The 2017 cuts add up to almost 240bn pesos ($12.9bn), well above the 169bn pesos in belt-tightening already announced for this year, and cuts of 124bn pesos last year.
Mr Meade, who only took up the post on Wednesday after Luis Videgaray resigned over last week’s disastrous visit by Donald Trump, told reporters the spending cuts would come from state oil company Pemex, cuts in government personnel, and from slashing government operating costs by about a fifth.
A hefty burden — about 100bn pesos — of the cuts will come from Pemex. Mr Meade, who only had about 30 hours to digest the package before presenting it to Congress, said Mexico’s oil production is expected to be 1.9m barrels per day, its lowest level in nearly 40 years.
The budget forecast growth of between 2 and 3 per cent for next year. The government and central bank have repeatedly pared their forecasts after a collapse in oil prices, a slow economic pick-up in the US, with which the Mexican economy is closely entwined, and weakness in the industrial sector that contributed to Mexico’s economy contracting in the second quarter for the first time since 2013.
Mr Meade, a widely respected technocrat who held the finance portfolio in 2011-12, is tasked with boosting growth while taming worrying rises in Mexico’s debt — something that has prompted sovereign ratings downgrades.

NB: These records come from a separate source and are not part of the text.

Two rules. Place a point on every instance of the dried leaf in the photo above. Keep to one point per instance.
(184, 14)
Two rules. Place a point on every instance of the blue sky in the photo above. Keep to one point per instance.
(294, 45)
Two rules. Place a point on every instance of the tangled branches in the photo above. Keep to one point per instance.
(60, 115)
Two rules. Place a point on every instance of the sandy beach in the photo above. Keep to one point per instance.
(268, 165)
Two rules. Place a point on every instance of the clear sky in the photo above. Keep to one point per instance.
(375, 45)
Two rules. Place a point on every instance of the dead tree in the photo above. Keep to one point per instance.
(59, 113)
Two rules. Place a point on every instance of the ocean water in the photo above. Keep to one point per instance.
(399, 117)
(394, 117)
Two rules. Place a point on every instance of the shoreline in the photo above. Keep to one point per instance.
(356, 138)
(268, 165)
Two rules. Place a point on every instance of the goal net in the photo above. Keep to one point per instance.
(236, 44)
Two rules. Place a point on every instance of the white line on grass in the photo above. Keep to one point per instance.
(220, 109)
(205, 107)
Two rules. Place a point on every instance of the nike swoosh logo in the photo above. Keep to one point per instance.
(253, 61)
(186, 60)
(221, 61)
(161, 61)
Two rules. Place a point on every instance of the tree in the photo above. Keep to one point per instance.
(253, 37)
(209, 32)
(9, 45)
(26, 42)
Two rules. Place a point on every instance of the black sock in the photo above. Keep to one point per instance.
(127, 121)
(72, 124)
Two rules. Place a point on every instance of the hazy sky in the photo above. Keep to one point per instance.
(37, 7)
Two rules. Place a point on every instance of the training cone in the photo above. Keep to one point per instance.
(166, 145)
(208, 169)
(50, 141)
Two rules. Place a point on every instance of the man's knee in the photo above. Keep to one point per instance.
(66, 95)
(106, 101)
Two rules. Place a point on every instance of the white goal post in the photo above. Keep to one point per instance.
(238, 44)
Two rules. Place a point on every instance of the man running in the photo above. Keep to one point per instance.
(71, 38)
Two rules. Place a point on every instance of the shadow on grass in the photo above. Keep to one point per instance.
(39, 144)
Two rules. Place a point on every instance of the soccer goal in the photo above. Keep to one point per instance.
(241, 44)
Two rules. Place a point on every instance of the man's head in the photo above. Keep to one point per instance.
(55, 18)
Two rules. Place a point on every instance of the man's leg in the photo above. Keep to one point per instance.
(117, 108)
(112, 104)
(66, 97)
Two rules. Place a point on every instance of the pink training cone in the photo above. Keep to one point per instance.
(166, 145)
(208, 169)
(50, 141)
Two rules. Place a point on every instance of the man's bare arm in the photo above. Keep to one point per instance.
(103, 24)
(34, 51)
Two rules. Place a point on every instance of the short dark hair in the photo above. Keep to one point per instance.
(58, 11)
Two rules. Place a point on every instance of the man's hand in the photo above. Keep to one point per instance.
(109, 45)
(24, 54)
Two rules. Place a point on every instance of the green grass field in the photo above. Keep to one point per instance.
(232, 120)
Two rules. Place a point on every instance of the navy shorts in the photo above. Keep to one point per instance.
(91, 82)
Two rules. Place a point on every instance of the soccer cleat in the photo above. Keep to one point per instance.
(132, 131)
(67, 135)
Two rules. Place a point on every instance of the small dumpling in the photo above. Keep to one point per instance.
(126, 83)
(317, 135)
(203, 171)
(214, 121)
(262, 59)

He highlighted a planned primary surplus equivalent to 0.4 per cent of gross domestic product and a public sector borrowing requirement of 2.9 per cent of GDP, which he said was on the way to achieving an official goal of 2.5 per cent by the end of President Enrique Peña Nieto’s term in 2018.
This is a responsible package that sends the signals that markets expect
– José Antonio Meade
“This is a responsible package that sends the signals that markets expect,” said Mr Meade, The budget also targets inflation of 3 per cent and an exchange rate of 18.2 to the dollar. The peso has slumped to historic lows in recent months, on uncertainty about timing of US rate increases and the US election, though the currency has since stabilised.
Mr Videgaray, the president’s closest aide, quit despite defending to the hilt the meeting he had engineered with the Republican candidate whose racist rhetoric and vow to build a border wall has outraged Mexicans.
Mr Trump on Wednesday claimed Mr Videgaray’s scalp as a trophy that proved “how well we did” on the Mexico trip. By Thursday, he had made an abrupt about-face on Twitter, lauding the “brilliant finance minister and wonderful man” he said Mexico had lost. “With Luis, Mexico and the United States would have made wonderful deals together — where both Mexico and the US would have benefited,” he tweeted.